Mind the Gap: Detecting Black-box Adversarial Attacks in the Making through Query Update Analysis
Jeonghwan Park, Niall McLaughlin, Ihsen Alouani
TL;DR
This work tackles the practical challenge of detecting query-based black-box adversarial attacks by shifting focus from input-space patterns to input-update dynamics. It introduces Delta Similarity (DS), a metric based on the cosine similarity between consecutive input updates during 0th-order gradient estimation, and grounds its discriminative power in concentration-of-measure phenomena. Building on DS, the authors propose GWAD, a lightweight defense that uses Histogram of DS (HoDS) features and a small neural classifier to detect and classify ongoing attacks, with demonstrated generalization across datasets and robustness to adaptive attacks like OARS. The approach is further enhanced by GWAD$^+$, which incorporates a benign-prescreening Screener to mitigate irregular-batch attacks, achieving near-perfect detection rates in challenging scenarios. Overall, DS-based update-pattern analysis offers a model- and dataset-agnostic defense that outperforms existing stateful defenses and remains resilient under sophisticated adaptive threats, with practical implications for secure MLaaS deployments.
Abstract
Adversarial attacks remain a significant threat that can jeopardize the integrity of Machine Learning (ML) models. In particular, query-based black-box attacks can generate malicious noise without having access to the victim model's architecture, making them practical in real-world contexts. The community has proposed several defenses against adversarial attacks, only to be broken by more advanced and adaptive attack strategies.
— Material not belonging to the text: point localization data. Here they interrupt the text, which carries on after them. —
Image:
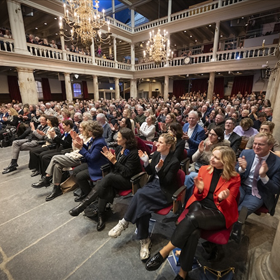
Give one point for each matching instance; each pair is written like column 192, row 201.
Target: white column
column 68, row 87
column 117, row 88
column 132, row 56
column 92, row 50
column 27, row 86
column 169, row 10
column 166, row 88
column 17, row 27
column 133, row 88
column 113, row 9
column 216, row 41
column 95, row 88
column 115, row 52
column 211, row 83
column 63, row 46
column 132, row 20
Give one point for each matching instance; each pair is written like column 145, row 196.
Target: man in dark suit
column 260, row 175
column 193, row 133
column 230, row 135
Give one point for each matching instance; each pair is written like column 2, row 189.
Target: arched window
column 39, row 89
column 77, row 90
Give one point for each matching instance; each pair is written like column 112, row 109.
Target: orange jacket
column 228, row 206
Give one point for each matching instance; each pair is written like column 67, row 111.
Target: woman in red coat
column 212, row 206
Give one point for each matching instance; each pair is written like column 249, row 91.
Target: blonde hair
column 13, row 112
column 228, row 159
column 169, row 139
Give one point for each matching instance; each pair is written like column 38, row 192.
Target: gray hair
column 194, row 113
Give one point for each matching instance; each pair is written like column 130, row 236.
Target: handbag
column 212, row 274
column 69, row 184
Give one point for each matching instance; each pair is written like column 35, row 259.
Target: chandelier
column 85, row 21
column 158, row 47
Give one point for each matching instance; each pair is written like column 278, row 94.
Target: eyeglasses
column 259, row 144
column 212, row 134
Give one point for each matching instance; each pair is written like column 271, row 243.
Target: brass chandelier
column 158, row 47
column 85, row 22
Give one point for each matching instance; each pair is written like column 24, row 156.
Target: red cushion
column 125, row 192
column 215, row 236
column 262, row 209
column 165, row 210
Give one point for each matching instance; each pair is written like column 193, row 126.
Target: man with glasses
column 230, row 135
column 259, row 170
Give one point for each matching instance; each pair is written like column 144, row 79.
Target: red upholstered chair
column 178, row 196
column 215, row 236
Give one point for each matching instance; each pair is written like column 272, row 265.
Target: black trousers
column 45, row 159
column 107, row 188
column 82, row 178
column 34, row 159
column 187, row 233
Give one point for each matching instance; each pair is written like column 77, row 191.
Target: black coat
column 167, row 174
column 127, row 165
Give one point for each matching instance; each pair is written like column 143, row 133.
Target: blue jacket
column 197, row 136
column 94, row 158
column 272, row 188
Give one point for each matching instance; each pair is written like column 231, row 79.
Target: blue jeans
column 189, row 183
column 252, row 203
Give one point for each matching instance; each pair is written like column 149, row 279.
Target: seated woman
column 203, row 155
column 10, row 121
column 124, row 165
column 245, row 129
column 63, row 142
column 34, row 159
column 90, row 169
column 213, row 206
column 155, row 195
column 147, row 129
column 177, row 131
column 124, row 122
column 58, row 162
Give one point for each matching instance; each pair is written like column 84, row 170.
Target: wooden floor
column 39, row 240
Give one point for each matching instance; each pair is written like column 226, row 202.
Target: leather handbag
column 212, row 274
column 69, row 184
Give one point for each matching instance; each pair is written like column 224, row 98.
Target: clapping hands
column 108, row 154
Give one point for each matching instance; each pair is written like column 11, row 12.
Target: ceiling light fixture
column 158, row 47
column 85, row 21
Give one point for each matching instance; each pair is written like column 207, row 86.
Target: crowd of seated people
column 210, row 133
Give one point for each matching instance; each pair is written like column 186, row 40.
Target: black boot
column 13, row 163
column 84, row 204
column 101, row 222
column 44, row 182
column 55, row 192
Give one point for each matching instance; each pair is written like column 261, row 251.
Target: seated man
column 266, row 127
column 260, row 175
column 28, row 143
column 193, row 133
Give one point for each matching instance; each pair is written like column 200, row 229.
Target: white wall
column 146, row 86
column 55, row 86
column 4, row 84
column 254, row 42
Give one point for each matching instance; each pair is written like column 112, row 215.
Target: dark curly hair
column 128, row 135
column 53, row 120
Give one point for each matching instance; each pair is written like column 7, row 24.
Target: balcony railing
column 237, row 54
column 43, row 51
column 6, row 45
In this paper, we propose a framework that detects if an adversarial noise instance is being generated. Unlike existing stateful defenses that detect adversarial noise generation by monitoring the input space, our approach learns adversarial patterns in the input update similarity space. In fact, we propose to observe a new metric called Delta Similarity (DS), which we show it captures more efficiently the adversarial behavior. We evaluate our approach against 8 state-of-the-art attacks, including adaptive attacks, where the adversary is aware of the defense and tries to evade detection. We find that our approach is significantly more robust than existing defenses both in terms of specificity and sensitivity.